After you have installed the new Hadoop version

  1. Optionally, update the conf/slaves file before starting to reflect the current set of active nodes.
  2. Optionally, change the configuration of the NameNode’s and the JobTracker’s port numbers (i.e. the fs.default.name property in conf/core-site.xml plus conf/hdfs-site.xml and the mapred.job.tracker property in conf/mapred-site.xml respectively) in order to ignore unreachable nodes that are still running the old version (with the old port numbers), preventing them from connecting and disrupting system operation.
  3. Start the actual HDFS upgrade process.
    • Upgrade the NameNode by converting the checkpoint to the new version format
    • $ hadoop-daemon.sh start namenode -upgrade

Note: You need to add the -upgrade switch only once for actual upgrade process. Once it has successfully completed, you can start the NameNode via hadoop-daemon.sh start-dfs.sh and start-all.sh like you’d normally do. The un-finalized upgrade will be in effect until you either finalize the upgrade to make it permanent or until you perform a rollback of the upgrade (see below).

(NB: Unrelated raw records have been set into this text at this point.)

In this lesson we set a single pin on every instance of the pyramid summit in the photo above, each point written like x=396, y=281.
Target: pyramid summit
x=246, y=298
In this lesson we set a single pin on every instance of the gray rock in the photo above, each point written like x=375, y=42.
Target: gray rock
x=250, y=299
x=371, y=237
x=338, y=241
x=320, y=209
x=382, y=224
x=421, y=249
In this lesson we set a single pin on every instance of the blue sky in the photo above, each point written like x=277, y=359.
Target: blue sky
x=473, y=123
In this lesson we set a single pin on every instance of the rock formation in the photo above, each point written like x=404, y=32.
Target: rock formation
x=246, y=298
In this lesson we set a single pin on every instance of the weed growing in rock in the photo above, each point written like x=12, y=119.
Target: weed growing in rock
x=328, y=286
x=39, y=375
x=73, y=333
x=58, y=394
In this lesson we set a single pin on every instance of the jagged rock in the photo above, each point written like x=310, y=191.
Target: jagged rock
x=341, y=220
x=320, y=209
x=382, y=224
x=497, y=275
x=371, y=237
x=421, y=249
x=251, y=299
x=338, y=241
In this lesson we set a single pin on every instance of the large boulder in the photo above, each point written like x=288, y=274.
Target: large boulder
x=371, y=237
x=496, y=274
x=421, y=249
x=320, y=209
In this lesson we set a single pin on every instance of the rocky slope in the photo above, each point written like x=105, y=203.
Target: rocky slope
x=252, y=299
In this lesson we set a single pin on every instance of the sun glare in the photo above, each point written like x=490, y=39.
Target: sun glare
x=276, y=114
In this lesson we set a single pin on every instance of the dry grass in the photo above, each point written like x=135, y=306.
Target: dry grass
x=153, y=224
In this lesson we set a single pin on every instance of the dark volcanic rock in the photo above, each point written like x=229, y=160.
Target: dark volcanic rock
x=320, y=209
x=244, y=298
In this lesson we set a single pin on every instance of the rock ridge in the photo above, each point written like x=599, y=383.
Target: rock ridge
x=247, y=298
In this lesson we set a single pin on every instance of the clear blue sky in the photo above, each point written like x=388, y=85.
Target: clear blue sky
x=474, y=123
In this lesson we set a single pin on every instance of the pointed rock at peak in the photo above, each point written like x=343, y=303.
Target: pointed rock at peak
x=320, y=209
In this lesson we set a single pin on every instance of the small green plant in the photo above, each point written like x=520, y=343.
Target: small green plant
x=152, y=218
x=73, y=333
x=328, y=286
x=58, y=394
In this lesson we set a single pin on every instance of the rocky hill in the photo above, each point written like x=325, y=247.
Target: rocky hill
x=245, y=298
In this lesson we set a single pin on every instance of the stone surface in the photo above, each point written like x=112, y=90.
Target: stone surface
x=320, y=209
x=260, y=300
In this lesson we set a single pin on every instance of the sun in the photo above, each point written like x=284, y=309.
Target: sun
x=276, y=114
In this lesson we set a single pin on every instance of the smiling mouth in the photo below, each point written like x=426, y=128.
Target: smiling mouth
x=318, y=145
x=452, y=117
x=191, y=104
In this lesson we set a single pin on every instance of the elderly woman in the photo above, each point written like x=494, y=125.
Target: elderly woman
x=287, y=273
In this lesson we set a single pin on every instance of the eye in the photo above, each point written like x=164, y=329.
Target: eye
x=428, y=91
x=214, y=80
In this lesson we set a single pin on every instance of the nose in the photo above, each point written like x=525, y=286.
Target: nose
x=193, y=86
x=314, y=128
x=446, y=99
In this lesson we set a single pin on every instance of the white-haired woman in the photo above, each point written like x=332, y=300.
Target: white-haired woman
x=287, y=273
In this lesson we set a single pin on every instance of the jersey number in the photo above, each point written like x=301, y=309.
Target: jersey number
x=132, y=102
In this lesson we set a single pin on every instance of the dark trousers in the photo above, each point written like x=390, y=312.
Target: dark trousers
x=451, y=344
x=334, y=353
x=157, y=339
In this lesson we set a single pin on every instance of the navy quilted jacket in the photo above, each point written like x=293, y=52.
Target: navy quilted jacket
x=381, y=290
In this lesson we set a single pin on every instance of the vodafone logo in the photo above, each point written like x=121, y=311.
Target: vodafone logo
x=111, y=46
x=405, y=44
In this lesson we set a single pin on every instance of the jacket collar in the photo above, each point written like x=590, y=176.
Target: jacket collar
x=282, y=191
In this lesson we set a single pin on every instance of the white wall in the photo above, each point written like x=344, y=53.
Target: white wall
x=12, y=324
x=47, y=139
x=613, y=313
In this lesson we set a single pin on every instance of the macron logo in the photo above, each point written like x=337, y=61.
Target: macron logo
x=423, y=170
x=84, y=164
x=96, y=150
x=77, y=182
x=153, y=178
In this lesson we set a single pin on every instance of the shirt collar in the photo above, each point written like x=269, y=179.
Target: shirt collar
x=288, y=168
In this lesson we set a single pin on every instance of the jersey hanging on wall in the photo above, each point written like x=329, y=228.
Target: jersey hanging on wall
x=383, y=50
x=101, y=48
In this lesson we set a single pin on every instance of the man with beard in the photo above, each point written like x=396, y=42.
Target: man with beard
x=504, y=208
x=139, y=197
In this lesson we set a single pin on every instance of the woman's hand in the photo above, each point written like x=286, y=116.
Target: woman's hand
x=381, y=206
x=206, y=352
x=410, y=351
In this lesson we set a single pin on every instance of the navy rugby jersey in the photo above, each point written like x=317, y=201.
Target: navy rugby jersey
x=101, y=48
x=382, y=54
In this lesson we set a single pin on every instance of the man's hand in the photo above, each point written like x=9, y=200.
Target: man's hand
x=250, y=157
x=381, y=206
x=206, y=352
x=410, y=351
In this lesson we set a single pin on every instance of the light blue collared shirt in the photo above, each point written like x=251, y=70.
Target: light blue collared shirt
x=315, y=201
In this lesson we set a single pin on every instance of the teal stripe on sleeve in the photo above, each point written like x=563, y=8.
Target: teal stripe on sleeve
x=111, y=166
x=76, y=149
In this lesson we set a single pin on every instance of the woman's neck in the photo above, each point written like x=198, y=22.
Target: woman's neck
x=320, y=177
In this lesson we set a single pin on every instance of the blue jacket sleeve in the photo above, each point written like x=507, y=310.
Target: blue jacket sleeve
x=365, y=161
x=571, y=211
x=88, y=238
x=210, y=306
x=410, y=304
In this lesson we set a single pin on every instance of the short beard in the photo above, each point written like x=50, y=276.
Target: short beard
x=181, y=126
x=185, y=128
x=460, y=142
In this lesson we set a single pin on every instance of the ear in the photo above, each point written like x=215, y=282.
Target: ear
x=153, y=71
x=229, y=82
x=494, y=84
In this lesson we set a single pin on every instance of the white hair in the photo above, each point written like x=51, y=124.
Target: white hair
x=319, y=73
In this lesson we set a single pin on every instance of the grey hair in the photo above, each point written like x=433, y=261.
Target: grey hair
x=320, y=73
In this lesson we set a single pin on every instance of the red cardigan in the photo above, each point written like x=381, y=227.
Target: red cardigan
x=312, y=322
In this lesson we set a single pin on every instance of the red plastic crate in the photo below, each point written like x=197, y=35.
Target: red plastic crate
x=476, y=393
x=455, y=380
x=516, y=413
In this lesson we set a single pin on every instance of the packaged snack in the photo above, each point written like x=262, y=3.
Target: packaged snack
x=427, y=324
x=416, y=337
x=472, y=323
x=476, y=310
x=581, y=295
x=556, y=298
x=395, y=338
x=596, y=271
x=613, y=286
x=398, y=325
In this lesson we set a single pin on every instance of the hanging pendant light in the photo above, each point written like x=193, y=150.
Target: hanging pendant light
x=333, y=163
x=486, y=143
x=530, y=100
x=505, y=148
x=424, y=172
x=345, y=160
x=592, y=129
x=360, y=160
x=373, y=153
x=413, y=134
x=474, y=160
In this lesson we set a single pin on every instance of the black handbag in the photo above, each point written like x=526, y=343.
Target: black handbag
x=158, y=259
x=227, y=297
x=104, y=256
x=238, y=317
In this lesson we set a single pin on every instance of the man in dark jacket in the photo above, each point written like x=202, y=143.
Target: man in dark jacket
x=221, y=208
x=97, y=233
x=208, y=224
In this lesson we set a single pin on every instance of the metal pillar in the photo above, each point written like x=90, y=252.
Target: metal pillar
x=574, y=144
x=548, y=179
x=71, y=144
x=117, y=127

The NameNode log will show messages like the following:

NameNode log file

2011-06-21 14:40:32,579 INFO org.apache.hadoop.hdfs.server.common.Storage: Upgrading image directory /path/to/nn_namespace_dir.

old LV = -18; old CTime = 0.

new LV = -31; new CTime = 1308660032579

2011-06-21 14:40:32,581 INFO org.apache.hadoop.hdfs.server.common.Storage: Image file of size 8447 saved in 0 seconds.

2011-06-21 14:40:32,639 INFO org.apache.hadoop.hdfs.server.common.Storage: Upgrade of /path/to/nn_namespace_dir is complete.

2011-06-21 14:40:32,639 INFO org.apache.hadoop.hdfs.server.common.Storage: Upgrading image directory /path/to/nn_namespace_dir_bk.

old LV = -18; old CTime = 0.

new LV = -31; new CTime = 1308660032579

2011-06-21 14:40:32,644 INFO org.apache.hadoop.hdfs.server.common.Storage: Image file of size 8447 saved in 0 seconds.

2011-06-21 14:40:32,650 INFO org.apache.hadoop.hdfs.server.common.Storage: Upgrade of /path/to/nn_namespace_dir_bk is complete.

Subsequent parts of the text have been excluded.